In it, he describes using Twitter to create virtual tours of selected galleries at London’s Science Museum. He describes the challenges of distilling an exhibition into a few dozen select tweets, while still retaining the curatorial voice. What’s essential? What can you leave out? This is often difficult enough with a 140-word exhibition label – let alone 140 characters!
It made me think – often I have to redraft a thought several times to make it tweetable. In the process you realise how many superfluous words and phrases you can live without. You find the core of idea you want to communicate, and that’s all there’s room for.

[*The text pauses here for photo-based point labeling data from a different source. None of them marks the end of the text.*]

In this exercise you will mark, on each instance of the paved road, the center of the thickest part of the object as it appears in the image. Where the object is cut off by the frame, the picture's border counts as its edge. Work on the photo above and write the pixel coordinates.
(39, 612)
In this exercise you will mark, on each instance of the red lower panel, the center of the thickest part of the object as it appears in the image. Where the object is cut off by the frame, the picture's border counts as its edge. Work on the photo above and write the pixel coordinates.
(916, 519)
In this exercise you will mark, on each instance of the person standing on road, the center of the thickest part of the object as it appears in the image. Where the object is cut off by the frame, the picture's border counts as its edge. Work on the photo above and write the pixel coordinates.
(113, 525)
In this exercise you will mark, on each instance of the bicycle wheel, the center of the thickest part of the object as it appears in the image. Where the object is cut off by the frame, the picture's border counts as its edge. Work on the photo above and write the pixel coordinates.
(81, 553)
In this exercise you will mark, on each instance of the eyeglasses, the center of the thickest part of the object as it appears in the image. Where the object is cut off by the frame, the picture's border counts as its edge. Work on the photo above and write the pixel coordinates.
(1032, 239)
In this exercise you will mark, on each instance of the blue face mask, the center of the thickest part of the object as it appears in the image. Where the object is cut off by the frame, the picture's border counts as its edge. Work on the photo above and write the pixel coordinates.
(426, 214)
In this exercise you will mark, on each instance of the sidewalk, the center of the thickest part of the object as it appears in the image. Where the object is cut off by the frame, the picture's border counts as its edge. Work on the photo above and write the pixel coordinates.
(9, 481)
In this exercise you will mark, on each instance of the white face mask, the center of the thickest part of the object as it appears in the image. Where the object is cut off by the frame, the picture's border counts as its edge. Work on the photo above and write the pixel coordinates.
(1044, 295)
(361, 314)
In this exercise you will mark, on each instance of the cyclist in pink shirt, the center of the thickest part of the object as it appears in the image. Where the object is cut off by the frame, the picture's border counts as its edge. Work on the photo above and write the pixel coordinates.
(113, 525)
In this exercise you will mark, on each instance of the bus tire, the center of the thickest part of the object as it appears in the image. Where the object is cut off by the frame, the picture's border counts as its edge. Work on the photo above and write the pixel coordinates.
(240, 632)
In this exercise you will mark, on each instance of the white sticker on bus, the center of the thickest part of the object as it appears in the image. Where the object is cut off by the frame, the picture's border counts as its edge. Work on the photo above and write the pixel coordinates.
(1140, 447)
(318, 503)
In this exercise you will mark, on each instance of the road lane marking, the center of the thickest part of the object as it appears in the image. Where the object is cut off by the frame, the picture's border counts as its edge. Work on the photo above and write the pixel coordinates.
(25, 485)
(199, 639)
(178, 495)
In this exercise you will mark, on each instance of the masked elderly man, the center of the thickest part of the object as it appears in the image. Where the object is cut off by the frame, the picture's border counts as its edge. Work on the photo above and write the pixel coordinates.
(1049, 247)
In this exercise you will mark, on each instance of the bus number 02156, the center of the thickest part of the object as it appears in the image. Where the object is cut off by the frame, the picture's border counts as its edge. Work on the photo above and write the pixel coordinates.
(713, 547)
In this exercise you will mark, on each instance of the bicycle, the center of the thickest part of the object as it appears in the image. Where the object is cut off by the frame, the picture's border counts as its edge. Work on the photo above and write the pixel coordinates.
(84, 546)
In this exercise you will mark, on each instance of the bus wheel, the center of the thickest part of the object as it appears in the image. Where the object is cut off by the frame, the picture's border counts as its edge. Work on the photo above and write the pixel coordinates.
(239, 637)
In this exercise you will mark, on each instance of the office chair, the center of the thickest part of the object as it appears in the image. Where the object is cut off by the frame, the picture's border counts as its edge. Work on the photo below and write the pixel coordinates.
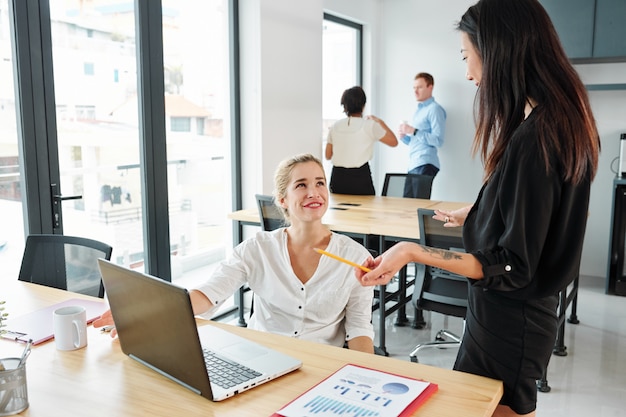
(420, 186)
(435, 289)
(271, 217)
(64, 262)
(416, 186)
(270, 214)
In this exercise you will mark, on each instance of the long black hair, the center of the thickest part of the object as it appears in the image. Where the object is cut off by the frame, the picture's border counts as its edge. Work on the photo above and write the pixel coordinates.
(522, 60)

Makes me wonder – perhaps drafting exhibition labels as if they were tweets might be a useful exercise in becoming more (as Susan Cross would call it), “precise and concise”.
Hi Regan,
I thought that article was great, too. Writing short, concise, interesting to read labels no matter what the production medium (silk-screened on a wall or digitized for your smart phone) is an art form and Beverly Serrell and Judy Rand have led the way in this regard. Good writing takes time and concise writing takes more time. As Mark Twain said, “I would have written less, but I ran out of time.”
You might also check out Stephen Bitgood’s research on label length that showed even the most interested reader stops reading after 50 words. Of course that seems like the height of luxury after struggling with 140 characters!

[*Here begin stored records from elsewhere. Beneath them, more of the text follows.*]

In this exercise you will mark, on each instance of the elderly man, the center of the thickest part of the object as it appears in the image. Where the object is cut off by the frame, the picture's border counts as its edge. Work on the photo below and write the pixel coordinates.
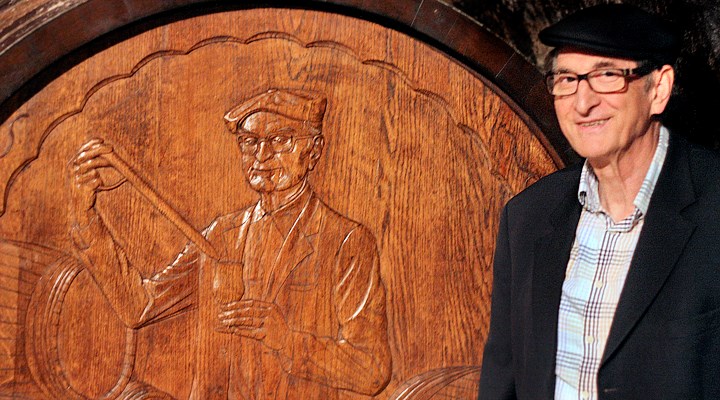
(294, 307)
(606, 273)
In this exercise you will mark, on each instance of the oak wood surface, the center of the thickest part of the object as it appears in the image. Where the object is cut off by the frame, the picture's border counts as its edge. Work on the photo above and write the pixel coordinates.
(419, 150)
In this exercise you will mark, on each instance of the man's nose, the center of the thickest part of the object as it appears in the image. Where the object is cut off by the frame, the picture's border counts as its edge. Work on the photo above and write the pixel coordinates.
(585, 98)
(264, 151)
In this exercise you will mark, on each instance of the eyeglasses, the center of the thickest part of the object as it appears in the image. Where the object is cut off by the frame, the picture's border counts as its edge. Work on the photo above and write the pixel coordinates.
(604, 80)
(279, 143)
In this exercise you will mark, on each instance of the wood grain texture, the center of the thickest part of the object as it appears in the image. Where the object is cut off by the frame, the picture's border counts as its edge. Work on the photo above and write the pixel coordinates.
(419, 150)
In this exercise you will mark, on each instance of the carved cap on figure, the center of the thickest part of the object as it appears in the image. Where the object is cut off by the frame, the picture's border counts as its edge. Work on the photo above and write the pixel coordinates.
(301, 105)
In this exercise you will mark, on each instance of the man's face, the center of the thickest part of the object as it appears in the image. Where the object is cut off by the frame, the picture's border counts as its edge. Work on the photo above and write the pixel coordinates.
(605, 127)
(269, 170)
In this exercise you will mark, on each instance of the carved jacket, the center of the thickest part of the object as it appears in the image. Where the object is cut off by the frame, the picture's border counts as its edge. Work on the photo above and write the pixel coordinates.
(664, 342)
(319, 267)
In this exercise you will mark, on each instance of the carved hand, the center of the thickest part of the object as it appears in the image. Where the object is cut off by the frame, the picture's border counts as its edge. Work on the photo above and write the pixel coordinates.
(85, 179)
(255, 319)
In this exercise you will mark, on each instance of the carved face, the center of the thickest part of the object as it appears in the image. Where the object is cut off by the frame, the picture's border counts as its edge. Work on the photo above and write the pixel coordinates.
(277, 152)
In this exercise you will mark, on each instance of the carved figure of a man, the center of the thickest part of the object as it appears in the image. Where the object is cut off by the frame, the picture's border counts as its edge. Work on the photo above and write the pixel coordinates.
(305, 317)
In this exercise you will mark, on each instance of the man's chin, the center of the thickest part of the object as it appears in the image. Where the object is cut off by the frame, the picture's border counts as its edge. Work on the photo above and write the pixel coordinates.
(262, 185)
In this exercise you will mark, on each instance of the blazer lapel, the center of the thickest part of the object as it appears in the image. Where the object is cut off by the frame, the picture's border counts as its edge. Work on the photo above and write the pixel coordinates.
(296, 247)
(552, 252)
(233, 238)
(662, 240)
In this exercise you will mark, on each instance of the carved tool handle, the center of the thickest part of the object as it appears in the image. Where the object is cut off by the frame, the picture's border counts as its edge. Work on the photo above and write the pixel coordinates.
(147, 191)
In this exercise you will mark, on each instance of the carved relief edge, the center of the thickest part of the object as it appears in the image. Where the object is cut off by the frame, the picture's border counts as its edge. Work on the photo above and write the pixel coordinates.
(268, 35)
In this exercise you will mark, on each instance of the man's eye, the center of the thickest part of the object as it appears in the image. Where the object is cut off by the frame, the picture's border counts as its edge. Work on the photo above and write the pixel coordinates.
(610, 74)
(564, 79)
(248, 140)
(281, 139)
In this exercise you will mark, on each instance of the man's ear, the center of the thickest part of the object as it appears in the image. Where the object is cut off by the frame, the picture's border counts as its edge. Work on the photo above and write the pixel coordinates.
(316, 152)
(664, 79)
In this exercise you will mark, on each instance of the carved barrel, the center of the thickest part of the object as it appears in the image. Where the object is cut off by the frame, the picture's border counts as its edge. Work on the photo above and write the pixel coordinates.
(350, 174)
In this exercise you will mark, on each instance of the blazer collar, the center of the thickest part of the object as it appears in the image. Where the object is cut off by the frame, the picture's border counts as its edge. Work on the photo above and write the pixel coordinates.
(662, 240)
(551, 252)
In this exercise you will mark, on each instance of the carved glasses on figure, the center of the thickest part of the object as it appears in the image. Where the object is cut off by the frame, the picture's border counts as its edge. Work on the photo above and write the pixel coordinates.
(603, 80)
(249, 143)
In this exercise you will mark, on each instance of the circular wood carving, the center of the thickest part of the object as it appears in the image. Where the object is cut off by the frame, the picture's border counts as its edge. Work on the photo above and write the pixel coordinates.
(419, 150)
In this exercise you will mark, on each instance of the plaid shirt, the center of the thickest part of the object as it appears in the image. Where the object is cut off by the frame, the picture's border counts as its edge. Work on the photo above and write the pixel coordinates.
(599, 262)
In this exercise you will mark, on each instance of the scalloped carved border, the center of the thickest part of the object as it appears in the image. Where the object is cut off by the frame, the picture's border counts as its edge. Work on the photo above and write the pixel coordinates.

I always like to say that the art of label writing is writing for people who are standing up. In the museum, labels are competing with cool lighting effects, sound, design techniques and, of course, the objects for visitor attention. That’s why hierarchy and headings are critical to help readers scan for what they need.

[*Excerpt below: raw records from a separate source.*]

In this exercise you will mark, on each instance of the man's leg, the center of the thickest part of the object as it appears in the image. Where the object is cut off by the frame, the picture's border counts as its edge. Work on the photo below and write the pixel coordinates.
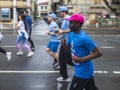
(30, 40)
(78, 83)
(62, 62)
(91, 85)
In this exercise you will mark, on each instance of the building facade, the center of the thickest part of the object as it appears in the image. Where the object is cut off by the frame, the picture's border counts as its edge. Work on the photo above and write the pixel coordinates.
(43, 9)
(9, 10)
(89, 8)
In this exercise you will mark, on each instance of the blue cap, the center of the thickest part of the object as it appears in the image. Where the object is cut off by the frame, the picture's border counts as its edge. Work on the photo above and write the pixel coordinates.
(52, 15)
(62, 8)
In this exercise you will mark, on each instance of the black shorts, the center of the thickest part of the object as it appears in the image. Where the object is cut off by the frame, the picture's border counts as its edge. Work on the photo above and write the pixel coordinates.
(80, 84)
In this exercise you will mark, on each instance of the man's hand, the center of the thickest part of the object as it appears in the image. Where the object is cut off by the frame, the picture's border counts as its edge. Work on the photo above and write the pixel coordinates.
(60, 32)
(47, 32)
(76, 59)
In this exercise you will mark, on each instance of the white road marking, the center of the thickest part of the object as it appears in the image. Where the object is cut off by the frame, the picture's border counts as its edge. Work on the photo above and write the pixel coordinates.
(116, 72)
(51, 72)
(107, 47)
(26, 72)
(105, 72)
(45, 46)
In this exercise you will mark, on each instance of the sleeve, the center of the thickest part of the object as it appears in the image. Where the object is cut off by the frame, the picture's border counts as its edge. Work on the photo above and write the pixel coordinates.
(68, 22)
(19, 23)
(89, 43)
(68, 40)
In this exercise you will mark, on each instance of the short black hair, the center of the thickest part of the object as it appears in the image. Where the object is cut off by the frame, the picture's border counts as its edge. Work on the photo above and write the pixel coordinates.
(26, 11)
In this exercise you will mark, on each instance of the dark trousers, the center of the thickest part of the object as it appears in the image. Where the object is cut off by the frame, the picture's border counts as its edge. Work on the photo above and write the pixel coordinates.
(80, 84)
(2, 50)
(30, 40)
(64, 59)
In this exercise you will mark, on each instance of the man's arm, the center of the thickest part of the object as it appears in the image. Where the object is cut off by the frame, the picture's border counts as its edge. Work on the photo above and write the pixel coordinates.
(95, 53)
(64, 31)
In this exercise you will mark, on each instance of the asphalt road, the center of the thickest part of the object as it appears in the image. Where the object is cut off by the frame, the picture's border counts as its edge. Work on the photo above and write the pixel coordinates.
(36, 72)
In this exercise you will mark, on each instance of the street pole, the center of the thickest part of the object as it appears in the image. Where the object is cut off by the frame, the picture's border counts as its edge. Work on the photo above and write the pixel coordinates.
(85, 12)
(28, 4)
(14, 14)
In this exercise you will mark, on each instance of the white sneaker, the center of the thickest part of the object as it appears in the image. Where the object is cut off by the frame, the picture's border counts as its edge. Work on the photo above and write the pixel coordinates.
(30, 54)
(8, 55)
(60, 79)
(19, 53)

Sometimes when I’m stuck writing a label, I’ll see if I can turn it into a Haiku. Now I can add writing it as a tweet to my bag of tricks.
Thanks for the post Regan – I’m with Carol on this and glad she mentoend the fabulous research that has gone into label writing over the years. The “big idea” that Serrell championed some time ago seems ripe for Twitter – if you can’t encapsulate your big idea in 140 characters then you’re over-thinking it.
I think the value in Twitter also lies in it as an audience reseach tool – there’s nothing more interesting than seeing what people tweet about their experiences. Here’s two examples from my work at the Australian Museum:
* Twitter for audience research: http://australianmuseum.net.au/blogpost/Museullaneous/Twitter-as-an-audience-research-tool
* Twitter for learning outcomes: http://australianmuseum.net.au/blogpost/At-The-Museum/Jurassic-Lounge-tweets
Thanks also for the Science Museum link – what a fascinating idea!